Ce n’est nullement en agissant sur les extrémités nerveuses de l’estomac, comme le pensoit With, que l’opium produit des effets particuliers sur le cerveau. M. Nysten ayant fait sur un chien la section de la paire vague des deux côtés, a introduit dans l’estomac de cet animal, après avoir laissé calmer les effets résultant de cette section[1] une suffisante quantité d’opium pour l’empoisonner ; l’animal est mort au bout de deux heures après avoir éprouvé les phénomènes ordinaires que produit l’opium à forte dose, tels que l’ivresse, la somnolence et les convulsions. Cette expérience avec celles que M. Nysten a faites sur les membranes séreuses, lui fait penser que l’opium arrive au cerveau en passant dans le système circulatoire : cette opinion est confirmée par le fait suivant. Lorsque l’on a empoisonné un chien en injectant une dissolution d’opium dans la plèvre, on ne retrouve jamais dans le thorax qu’une partie de l’opium injecté ; et lorsque la quantité d’opium n’a pas été suffisante pour tuer l’animal et qu’on ouvre ensuite son thorax, on voit que tout a été absorbé : mais la partie de l’opium absorbée a échappé aux recherches chimiques que M. Nysten a faites pour la trouver.

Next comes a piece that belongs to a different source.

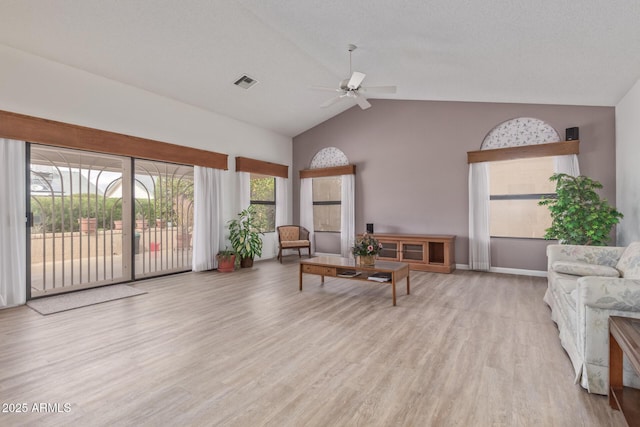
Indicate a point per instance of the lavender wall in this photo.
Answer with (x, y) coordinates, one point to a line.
(411, 169)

L’opium ne contient pas un principe calmant et un principe narcotique que l’on puisse isoler ; c’est par la même propriété qu’il calme et qu’il cause une espèce de stupeur, un trouble dans l’action du cerveau, un sommeil plus ou moins agité, les convulsions et la mort, suivant la dose à laquelle il a été donné. Les phénomènes qu’il produit à forte dose ne prouvent pas qu’il est irritant ; car lorsqu’on fait périr un animal en laissant couler le sang d’une artère ouverte, il meurt souvent dans les convulsions. Si la partie résineuse de l’opium a une propriété irritante, comme résine, cette propriété est tellement neutralisée par la propriété narcotique, qu’on ne peut guère tenir compte de ses effets. Cette substance n’enflamme pas la membrane muqueuse de l’estomac, même lorsqu’elle a été donnée à très-fortes doses. M. Nysten a reconnu par un grand


  1. Cette opération a été faite en deux tems, c’est-à-dire qu’on a attendu que la plaie résultante de la section du nerf d’un côté fût cicatrisée, avant de faire la section du nerf de l’autre côté : une portion de deux pouces de chaque nerf avoit été enlevée pour empêcher la réunion.